Comment by Darmani

16 years ago

How are they defining small business? There are quite a few definitions that exclude startups.

Still, since I've spent the last few months hearing rumors about a bill allowing the president to seize any business that "threatens the economy," this is welcome news indeed.

The article says:

"To qualify as a small business, the corporation, when the stock is issued, may not have gross assets exceeding $50 million (including the proceeds of the newly issued stock) and may not be an S corporation."

"..the corporation must be engaged in a trade or business other than: one involving the performance of services in the fields of health, law, engineering, architecture, accounting, actuarial science, performing arts, consulting, athletics, financial services, brokerage services or any other trade or business where the principal asset of the trade or business is the reputation or skill of one or more employees; a banking, insurance, financing, leasing, investing or similar business, ..."

Looks like we're out, guys..

  • I don't see that as exclusionary; I read it as intending to exclude professional corporations, i.e. where you bill for time (performance of services) as opposed to charging for a product.

    I imagine if they didn't exclude such, you'd have a rash of LLPs turning into C-Corps; not sure what other negative consequences they're hoping to prevent.

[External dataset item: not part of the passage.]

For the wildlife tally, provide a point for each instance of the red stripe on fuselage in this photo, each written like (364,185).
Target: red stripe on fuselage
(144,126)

    • they should state that more clearly then, if that is their intention.. like this it seems to me as if an engineer who designs some important technological invention and starts a startup around it, would be excluded... Also, would it be that bad if a significant amount of companies changed their formal structure in order to take advantage of this? It would mean an across-the-board incentive to create (and grow) companies, does it really matter that much what sector they're in?

      4 replies →

  • Only consultants are out. If you're selling a product, you're fine. If you're offering some sort of cloud computing service, it sounds like you're fine. All the businesses listed sell people.

  • how so? i read it as meaning we're in. i doubt they mean engineering in the computer engineering sense, and even if they did, most of our business are consumer services, not engineering services. further, i wouldn't say the principal asset of the business is the reputation or skill of one or more employees -- presumably the asset is the software developed and the user base around it.